Despite a 22 percent rise in the number of financial institution branch locations in the U.S., branch foot traffic is at an all-time low. Transactions at branches throughout the nation are dropping by approximately 5 percent per year.
Consumers around the world are gradually turning to more convenient self-service options such as online or mobile banking and ATMs. In the Netherlands, 50 percent of FI customers have not set foot in a branch in the past year.
Branches aren't just seeing a hit to customer and member visits, though. They are also seeing a loss of profits. Low interest rates and recent legislation, such as the Dodd-Frank act, have financial institutions taking a hit to the pocketbook, as former revenue streams such as overdraft fees and other charges have been outlawed or capped.
Sherief Meleis of Novantas consulting estimates that around 15 percent of current branches have been rendered unprofitable due dropping interest and legislative changes. Pedro Rodeia of McKinsey said that low interest rates, are having "a significant impact" on retail banks in Europe, as well.
While a convenient location is still a draw for most consumers, it may be time for financial institutions to begin looking for new ways to attract customers and members … outside of the branch.
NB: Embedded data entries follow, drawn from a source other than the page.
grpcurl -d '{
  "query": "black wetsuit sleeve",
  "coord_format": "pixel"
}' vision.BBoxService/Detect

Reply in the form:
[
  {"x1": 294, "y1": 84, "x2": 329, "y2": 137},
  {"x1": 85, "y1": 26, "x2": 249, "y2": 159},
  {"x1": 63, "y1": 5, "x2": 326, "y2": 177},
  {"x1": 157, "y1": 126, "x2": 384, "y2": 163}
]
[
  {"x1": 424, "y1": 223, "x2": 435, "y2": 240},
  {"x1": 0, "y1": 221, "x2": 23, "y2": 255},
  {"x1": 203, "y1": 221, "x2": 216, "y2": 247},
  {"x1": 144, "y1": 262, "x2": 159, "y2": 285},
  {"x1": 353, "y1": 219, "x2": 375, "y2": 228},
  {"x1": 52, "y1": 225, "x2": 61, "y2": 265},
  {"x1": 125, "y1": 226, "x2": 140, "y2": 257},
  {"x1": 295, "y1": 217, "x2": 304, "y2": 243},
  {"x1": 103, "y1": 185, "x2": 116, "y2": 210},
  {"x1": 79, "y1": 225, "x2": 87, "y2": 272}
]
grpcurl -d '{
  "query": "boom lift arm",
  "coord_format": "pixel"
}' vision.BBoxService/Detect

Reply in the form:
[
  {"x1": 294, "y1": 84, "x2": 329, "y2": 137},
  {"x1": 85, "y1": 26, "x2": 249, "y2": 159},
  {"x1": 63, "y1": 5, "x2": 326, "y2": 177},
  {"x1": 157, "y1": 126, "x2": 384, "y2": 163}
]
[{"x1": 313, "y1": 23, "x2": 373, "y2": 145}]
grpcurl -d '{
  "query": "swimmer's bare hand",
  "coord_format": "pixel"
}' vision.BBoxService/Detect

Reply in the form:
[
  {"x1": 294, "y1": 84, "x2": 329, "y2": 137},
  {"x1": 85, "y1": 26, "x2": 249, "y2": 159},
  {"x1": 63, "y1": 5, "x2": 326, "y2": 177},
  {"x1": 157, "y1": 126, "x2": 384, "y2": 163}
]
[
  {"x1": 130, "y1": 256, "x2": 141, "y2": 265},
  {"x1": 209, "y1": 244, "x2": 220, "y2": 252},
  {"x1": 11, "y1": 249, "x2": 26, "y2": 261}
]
TD Bank and JPMorgan Chase may be on the right track. Recent reports said that both banks are gearing up to pepper the city of Boston with standalone ATMs. This aggressive expansion from both parties is a bold move to attract more of the Boston financial market by directly addressing the drop in U.S. branch visits.
The solution? Offer more of the self-service solutions that consumers are beginning to prefer. These new ATM locations will provide heightened convenience for TD Bank and JPMorgan Chase customers as well as savings to the banks by cutting branch costs.
If used correctly, offsite ATMs have a few other benefits, as well. Fully functional standalone ATMs provide the perfect opportunity to test new markets and demographic groups.
For TD Bank and JPMorgan Chase, transaction volume at these ATMs might provide a useful gauge of the value to be gained by building a branch in the area. The ATMs can also serve as effective billboards and marketing platforms for the banks to promote new products to current customers and entice potential new ones.
The decline in branch traffic and revenue streams can put a strain on operational costs and profitability for many financial institutions. But fortunately, an expanded ATM strategy is not limited to major brands such as TD Bank and JPMorgan Chase. Many ATM management companies offer placement and branding options that open brand expansion to smaller institutions at a much lower cost than an in-house network or full branch location.